The U.S. Navy has decommissioned the world’s first nuclear powered aircraft carrier, USS Enterprise (CVN 65), during a ceremony held in the ship’s hangar bay on Friday at Newport News Shipbuilding.
The ceremony not only marked the end the ship’s nearly 55-year career, it also served as the very first decommissioning of a nuclear-powered aircraft carrier.
Capt. Todd Beltz, commanding officer of the Enterprise, addressed the ship’s company, former commanding officers and distinguished visitors and spoke of where the true spirit of “The Big E” comes from.

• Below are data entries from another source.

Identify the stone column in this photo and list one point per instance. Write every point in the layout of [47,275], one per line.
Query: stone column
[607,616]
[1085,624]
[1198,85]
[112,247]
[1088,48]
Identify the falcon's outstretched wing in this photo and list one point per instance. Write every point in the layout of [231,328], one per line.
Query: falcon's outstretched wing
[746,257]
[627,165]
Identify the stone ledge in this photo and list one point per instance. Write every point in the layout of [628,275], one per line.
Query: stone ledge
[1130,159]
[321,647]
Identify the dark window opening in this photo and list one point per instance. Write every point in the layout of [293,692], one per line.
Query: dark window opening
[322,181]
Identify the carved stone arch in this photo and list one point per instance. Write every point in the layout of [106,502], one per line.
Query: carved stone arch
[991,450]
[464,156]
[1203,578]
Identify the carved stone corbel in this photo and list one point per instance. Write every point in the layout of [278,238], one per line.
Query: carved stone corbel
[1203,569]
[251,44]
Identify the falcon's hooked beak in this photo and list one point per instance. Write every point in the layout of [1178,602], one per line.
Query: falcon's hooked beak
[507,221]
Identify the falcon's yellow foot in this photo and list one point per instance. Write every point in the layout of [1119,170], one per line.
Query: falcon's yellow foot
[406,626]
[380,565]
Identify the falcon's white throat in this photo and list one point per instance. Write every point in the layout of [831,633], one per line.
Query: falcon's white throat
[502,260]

“For all that Enterprise represents to this nation, it’s the people that bring this ship to life,” said Beltz. “So as I stand in this ship that we all care so much about, I feel it’s appropriate to underscore the contributions of the thousands of Sailors and individuals that kept this ship alive and made its reputation. We are ‘The Big E.'”
Enterprise was the eighth naval vessel to carry the name. It was built by the Newport News Shipbuilding Co. and was christened Sep. 24, 1960, by Mrs. Bertha Irene Franke, wife of former Secretary of the Navy William B. Franke. The ship was put to sea in 1961 and safely steamed more than 1 million nautical miles on nuclear power over its entire career of more than 50 years. The ship aided in the Cuban Missile Crisis and operations Enduring Freedom and New Dawn, as well as naval maritime security operations.

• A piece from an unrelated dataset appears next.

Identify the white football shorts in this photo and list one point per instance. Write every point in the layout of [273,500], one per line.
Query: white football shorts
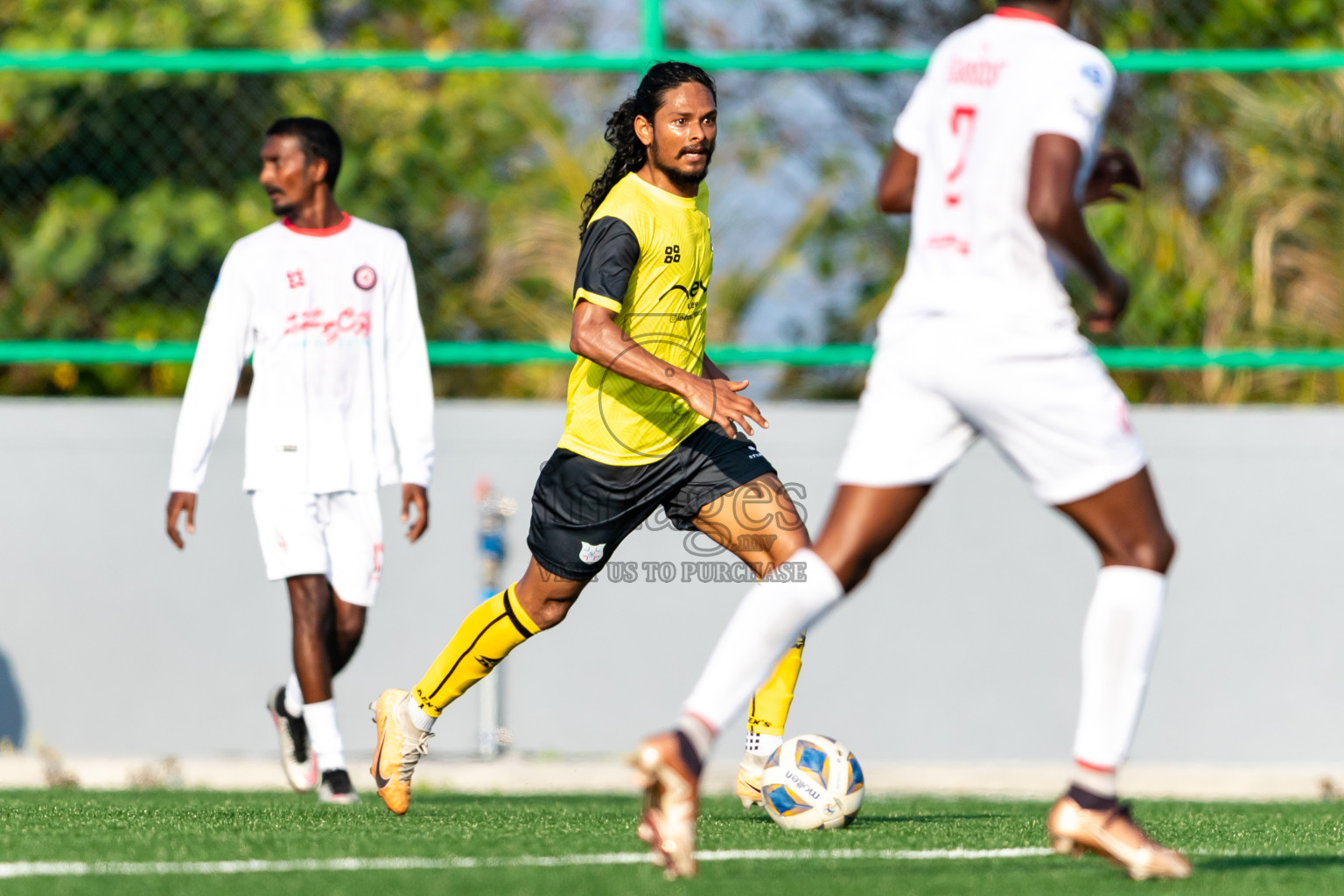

Key-note speaker Rear Adm. Bruce Lindsey, commander, Naval Air Force, Atlantic, used his own experiences aboard Enterprise to emphasize the unmatched adaptability and capability of not just this ship but of all nuclear-powered aircraft carriers.

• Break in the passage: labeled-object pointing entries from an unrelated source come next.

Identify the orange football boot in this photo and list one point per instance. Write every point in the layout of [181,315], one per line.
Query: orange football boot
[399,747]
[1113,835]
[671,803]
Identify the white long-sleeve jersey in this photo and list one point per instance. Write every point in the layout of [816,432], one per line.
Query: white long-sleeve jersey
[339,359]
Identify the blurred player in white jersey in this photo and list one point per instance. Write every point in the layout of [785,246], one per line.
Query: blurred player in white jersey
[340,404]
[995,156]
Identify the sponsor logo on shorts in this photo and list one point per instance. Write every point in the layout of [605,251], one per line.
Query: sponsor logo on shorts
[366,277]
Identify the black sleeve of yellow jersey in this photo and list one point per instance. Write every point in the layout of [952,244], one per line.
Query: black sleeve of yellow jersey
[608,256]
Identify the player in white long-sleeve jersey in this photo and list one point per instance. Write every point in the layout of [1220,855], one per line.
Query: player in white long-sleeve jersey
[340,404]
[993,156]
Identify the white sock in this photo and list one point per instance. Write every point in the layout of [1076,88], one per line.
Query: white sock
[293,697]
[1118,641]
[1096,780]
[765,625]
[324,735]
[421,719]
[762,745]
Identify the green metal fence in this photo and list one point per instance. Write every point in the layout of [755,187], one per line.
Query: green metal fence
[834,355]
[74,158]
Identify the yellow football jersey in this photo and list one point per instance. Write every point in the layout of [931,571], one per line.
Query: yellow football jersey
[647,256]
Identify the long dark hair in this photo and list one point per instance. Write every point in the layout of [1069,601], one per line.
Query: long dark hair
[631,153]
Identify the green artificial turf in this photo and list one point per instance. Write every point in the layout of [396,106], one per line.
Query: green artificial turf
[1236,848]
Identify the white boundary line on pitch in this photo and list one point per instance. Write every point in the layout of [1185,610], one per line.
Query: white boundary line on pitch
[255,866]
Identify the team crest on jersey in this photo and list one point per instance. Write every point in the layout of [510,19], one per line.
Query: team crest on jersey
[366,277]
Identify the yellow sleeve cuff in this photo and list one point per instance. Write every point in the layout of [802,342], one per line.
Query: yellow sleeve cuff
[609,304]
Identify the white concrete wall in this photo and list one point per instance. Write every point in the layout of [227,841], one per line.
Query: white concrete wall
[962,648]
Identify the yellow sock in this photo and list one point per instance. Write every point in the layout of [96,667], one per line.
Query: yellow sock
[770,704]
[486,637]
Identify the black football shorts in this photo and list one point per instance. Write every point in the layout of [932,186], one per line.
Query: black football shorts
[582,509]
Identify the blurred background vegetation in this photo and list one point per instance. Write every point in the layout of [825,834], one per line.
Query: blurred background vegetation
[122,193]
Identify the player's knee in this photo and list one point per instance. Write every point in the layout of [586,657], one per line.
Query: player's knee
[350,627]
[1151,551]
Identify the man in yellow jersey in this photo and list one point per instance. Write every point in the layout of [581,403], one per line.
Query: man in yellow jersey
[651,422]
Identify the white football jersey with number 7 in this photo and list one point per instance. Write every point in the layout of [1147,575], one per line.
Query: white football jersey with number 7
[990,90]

“One cannot influence world events if you are not on station and stay on station; in other words: to be where it matters, when it matters,” said Lindsey. “Nuclear carriers are tough and no other country can match us in this respect.”
Though Enterprise’s history is long and filled with a number of successful deployments, Beltz offered highlights from a letter written by Adm. James Holloway III, Enterprise’s third commanding officer, which looked toward the future of the namesake in the proposed construction of the ninth Enterprise, CVN 80.
“As this ship retires,” Beltz recited, “we know the memory will live beyond her and we–the Sailors, the shipbuilders, the supporters of Enterprise–we are that link to the next Enterprise.”
The first super carrier powered by nuclear reactors, USS Enterprise is also the first to undergo an inactivation, which includes defueling the ship’s eight reactors and preparing the hull for its final dismantlement.